With less than three weeks to go until the consultation period ends on the draft changes to the NPPF the debate is heating up. The major player for the opposition seems to be the National Trust, digging its heels in on matters concerning “sustainable development” and “greenbelt” — here we take a look at the latest developments in this ongoing conflict of interests with links to articles which state the facts and have generated much interest here in the Prism offices.
You may have seen in our newsletter that last Thursday (22.9.11) Planning minister Greg Clark faced the National Trust’s firing squad and stated his intent to listen to their concerns and take action. He also reassured those in attendance that he is determined to go ahead with the proposed changes but does not intend them to change the purpose of the planning system. You can read the article from the Guardian on this here.
You could be forgiven for being confused as to why the National Trust, owner of castles and similar rural heritage sites, is such a formidable enemy to make. Well let’s not forget their immense impact in the forestry debate which saw the government backtrack on policy in the face of outcry. This piece from the Economist explains why Mr Cameron might do well to get the charity on-side for this one, and why he might already be taking the steps by calling for dialogue.
Not only have the National Trust created a public backlash— inviting those opposing the plans to contact MPs-and lobbied party conferences, but now they have a list of demands rather resembling a list of ten planning commandments. You can see their demands here.
What’s next? Well there is sure to be a torrent of comment and debate around the demands, such as the comments here from Liz Peace stating that she believes the National Trust may have misread the NPPF. There will also be mounting support for the charity’s campaign with new petitions to sign appearing ever day and spreading like wildfire via Twitter and other powerful social media platforms. It’s certainly one to watch and an issue which will continue to dominate the planning world until the consultation closes on October 17th and we all wait with baited breath.
The team here at Prism have successfully secured planning permission for a new development of sustainable retirement care at Middleton Hall, County Durham.
This decision came yesterday and paves the way for an innovative 26 bedroom Dementia care unit and 35, two bedroom independent living bungalows to be built on the existing site. Not only are the new facilities believed to be the first of their kind, the 35 independent living bungalows will be built to Code Level 6 of The Code for Sustainable Homes. This means they’ve reached the ultimate goal of being carbon neutral!
The Dementia Care Facility will comprise of offices, a therapy room, activity kitchen, shop, library, bakery and central café. This will be linked to the residential wings via a sheltered Winter garden with a glass roof, so that the residents can enjoy the outdoors in all seasons. The caretakers lodge will be replaced and modernised and the main Hall will gain a new entrance with the entire development being aesthetically in keeping with the original Georgian manor house.

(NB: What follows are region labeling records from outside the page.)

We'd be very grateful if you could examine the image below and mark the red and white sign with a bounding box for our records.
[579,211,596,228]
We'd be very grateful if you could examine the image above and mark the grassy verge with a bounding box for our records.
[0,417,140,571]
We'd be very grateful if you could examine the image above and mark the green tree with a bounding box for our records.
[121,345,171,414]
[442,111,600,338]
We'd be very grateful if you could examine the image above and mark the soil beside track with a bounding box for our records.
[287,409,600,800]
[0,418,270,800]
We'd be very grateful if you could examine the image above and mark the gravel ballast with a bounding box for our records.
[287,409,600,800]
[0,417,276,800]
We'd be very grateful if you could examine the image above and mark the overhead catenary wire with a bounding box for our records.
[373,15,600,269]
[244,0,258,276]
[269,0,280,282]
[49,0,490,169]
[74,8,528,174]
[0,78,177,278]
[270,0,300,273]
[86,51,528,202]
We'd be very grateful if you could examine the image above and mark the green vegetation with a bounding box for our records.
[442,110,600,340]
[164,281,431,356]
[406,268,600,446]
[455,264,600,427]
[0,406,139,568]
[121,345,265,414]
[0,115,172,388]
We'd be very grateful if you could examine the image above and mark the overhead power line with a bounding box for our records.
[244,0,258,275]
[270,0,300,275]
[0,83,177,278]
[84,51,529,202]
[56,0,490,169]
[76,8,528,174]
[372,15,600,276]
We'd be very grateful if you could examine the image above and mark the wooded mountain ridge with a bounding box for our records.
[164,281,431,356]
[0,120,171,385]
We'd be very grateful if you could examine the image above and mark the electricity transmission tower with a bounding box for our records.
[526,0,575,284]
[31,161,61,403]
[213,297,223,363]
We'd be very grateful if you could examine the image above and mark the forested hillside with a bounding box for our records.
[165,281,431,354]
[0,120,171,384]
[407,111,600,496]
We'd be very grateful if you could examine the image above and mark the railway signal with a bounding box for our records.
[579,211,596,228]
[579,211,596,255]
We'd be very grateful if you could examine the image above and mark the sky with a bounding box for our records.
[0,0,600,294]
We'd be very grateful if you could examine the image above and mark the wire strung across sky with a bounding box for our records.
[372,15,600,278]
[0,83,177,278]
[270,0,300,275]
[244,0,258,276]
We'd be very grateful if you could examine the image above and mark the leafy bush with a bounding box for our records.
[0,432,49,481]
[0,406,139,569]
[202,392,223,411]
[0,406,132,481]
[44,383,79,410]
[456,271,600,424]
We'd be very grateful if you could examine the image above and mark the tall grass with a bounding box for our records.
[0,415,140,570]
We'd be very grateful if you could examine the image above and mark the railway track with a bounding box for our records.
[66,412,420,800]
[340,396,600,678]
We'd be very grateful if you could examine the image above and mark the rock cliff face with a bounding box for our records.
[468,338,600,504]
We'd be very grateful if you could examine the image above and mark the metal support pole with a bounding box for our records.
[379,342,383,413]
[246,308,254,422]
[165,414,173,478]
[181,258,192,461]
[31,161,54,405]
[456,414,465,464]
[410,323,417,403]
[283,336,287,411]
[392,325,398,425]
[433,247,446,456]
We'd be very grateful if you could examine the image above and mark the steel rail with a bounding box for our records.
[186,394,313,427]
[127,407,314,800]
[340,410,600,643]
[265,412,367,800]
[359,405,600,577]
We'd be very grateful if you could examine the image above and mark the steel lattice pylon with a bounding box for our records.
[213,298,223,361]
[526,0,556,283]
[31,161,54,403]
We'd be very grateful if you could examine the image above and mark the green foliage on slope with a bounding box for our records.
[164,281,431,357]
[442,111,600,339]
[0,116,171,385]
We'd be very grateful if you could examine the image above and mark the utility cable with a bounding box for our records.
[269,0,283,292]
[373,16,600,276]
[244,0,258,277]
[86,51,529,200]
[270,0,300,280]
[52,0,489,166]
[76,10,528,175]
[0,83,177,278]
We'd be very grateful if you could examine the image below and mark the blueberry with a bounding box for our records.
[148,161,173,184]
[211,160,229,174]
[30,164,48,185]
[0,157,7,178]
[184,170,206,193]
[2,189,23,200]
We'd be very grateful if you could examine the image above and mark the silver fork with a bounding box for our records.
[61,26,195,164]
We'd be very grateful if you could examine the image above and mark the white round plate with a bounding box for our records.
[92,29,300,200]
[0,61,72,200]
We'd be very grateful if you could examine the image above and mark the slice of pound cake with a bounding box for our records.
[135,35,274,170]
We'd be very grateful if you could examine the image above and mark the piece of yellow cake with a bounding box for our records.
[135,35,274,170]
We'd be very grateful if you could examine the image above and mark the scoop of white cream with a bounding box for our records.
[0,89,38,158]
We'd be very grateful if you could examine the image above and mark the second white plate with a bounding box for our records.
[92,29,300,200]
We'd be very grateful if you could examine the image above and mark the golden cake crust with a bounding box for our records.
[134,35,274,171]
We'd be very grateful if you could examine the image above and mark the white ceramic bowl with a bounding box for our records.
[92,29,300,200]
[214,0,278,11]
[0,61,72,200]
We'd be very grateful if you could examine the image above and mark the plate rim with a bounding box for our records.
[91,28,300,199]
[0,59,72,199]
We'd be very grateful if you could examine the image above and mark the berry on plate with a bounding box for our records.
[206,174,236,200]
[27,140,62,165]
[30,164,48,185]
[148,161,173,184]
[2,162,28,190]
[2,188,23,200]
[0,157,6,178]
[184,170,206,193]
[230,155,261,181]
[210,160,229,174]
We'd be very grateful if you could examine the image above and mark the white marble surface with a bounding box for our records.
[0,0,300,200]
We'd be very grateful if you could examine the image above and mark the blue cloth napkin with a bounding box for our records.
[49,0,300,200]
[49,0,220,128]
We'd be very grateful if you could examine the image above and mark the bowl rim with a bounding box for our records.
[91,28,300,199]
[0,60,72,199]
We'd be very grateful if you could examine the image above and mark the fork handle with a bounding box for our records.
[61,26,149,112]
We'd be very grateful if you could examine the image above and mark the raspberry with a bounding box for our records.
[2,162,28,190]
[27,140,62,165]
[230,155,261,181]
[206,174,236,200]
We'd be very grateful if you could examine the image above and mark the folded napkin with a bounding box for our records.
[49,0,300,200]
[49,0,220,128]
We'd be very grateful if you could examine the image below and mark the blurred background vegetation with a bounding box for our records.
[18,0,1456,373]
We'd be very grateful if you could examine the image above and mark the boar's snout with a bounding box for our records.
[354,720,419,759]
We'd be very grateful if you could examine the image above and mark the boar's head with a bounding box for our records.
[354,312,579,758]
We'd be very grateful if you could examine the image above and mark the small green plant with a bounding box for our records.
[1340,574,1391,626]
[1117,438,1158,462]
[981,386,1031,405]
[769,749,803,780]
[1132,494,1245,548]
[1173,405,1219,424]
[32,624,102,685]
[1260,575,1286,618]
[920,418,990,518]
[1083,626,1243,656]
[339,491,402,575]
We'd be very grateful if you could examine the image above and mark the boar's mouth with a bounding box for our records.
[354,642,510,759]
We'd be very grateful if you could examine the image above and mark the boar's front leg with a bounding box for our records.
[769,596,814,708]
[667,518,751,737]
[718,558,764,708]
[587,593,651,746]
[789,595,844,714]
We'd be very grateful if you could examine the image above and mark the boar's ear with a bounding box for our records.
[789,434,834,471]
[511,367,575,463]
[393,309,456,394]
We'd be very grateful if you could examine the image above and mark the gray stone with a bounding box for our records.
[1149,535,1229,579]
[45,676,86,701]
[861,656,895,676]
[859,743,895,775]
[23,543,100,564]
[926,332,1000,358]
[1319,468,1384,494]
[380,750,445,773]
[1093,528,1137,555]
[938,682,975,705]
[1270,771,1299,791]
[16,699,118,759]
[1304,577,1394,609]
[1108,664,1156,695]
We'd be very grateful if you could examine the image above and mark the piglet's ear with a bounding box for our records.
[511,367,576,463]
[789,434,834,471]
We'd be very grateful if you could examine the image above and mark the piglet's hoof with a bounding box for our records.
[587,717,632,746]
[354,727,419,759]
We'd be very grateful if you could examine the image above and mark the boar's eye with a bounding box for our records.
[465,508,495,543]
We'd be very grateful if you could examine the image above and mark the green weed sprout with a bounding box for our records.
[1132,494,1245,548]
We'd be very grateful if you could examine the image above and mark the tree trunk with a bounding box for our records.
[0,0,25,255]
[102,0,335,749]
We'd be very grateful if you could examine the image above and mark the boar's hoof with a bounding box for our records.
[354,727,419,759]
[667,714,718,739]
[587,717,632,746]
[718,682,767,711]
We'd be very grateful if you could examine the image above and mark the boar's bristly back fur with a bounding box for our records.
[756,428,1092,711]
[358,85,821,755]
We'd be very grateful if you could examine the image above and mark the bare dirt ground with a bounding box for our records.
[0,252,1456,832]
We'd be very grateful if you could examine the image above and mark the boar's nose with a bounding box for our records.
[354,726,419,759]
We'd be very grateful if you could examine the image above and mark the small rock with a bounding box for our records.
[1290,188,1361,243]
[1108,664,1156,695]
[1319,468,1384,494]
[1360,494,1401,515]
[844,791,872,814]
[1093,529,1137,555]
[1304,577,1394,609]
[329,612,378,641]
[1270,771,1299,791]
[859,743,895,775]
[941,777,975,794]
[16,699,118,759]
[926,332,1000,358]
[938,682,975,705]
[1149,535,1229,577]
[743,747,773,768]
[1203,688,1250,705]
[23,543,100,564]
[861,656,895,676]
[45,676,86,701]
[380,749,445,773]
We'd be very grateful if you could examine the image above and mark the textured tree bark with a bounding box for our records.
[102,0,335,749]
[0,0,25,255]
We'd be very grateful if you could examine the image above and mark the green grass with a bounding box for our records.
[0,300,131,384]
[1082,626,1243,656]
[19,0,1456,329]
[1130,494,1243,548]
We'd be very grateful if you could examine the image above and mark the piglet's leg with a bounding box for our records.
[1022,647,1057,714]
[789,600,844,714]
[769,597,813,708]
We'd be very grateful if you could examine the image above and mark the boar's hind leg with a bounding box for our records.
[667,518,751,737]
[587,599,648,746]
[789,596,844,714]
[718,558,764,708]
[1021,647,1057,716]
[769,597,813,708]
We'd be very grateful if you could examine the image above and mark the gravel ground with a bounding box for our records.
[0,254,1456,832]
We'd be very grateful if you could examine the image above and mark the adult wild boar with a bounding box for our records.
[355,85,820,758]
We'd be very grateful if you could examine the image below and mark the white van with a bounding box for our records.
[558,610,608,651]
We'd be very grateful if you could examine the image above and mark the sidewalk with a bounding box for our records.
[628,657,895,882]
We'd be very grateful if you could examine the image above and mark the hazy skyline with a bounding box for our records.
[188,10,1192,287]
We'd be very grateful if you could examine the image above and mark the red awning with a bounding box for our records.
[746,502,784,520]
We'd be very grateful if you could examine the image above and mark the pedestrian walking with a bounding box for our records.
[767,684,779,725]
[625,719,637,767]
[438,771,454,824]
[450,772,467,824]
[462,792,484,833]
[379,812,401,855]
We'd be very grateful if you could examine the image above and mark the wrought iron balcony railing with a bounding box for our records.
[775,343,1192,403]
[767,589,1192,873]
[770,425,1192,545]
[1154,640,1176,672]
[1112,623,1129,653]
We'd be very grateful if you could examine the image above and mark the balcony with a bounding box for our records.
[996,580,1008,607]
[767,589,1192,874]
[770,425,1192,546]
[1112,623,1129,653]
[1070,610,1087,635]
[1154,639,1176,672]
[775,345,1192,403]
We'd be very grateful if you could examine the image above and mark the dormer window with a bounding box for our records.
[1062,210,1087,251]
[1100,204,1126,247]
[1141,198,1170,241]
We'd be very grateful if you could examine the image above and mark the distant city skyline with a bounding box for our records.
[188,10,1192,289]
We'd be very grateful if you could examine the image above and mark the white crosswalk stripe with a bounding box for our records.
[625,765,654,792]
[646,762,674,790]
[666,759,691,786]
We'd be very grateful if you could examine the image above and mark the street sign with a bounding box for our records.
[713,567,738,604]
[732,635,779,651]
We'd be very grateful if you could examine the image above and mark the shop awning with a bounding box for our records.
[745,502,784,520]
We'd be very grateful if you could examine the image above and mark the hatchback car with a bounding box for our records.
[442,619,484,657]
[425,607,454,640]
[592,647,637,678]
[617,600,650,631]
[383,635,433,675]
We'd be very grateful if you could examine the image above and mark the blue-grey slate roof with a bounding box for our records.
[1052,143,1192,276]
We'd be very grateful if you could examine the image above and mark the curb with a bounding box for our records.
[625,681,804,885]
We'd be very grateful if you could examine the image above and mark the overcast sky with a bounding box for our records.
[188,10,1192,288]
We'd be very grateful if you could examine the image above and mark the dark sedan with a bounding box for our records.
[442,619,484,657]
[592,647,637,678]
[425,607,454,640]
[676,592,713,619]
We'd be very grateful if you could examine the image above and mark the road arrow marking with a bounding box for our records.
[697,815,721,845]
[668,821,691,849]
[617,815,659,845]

We were delighted to get this decision and very happy to work with Middleton Hall, who have an excellent record for retirement care in the North East. The new sustainable Dementia care unit is a vital addition to the existing facilities considering the Department of Health’s warning back in 2006, that Dementia figures are set to increase by a quarter of a million between 2008 and 2025.
With sustainability a key focus in all future development, our planning team worked closely with the Architects to reach the Holy Grail that is the carbon neutral target. All aspects of the new care facility will utilise solar power and recycled ‘grey’ water for appliances such as washing machines. Residents will be encouraged to monitor energy usage and recycle at all opportunities and triple glazing will ensure energy is not wasted through loss of heat. During the construction process local materials will be sourced and the construction teams will reduce their use of landfill sites and waste.
To get this decision means a great boost for sustainable developments and proves that you can achieve the ultimate standard in energy efficiency and create carbon neutral homes. It also means 60 new jobs will be brought to the care industry in the North East, 30 Full Time and 30 Part Time, giving the economy a boost.
All round a pretty good day in the Prism office!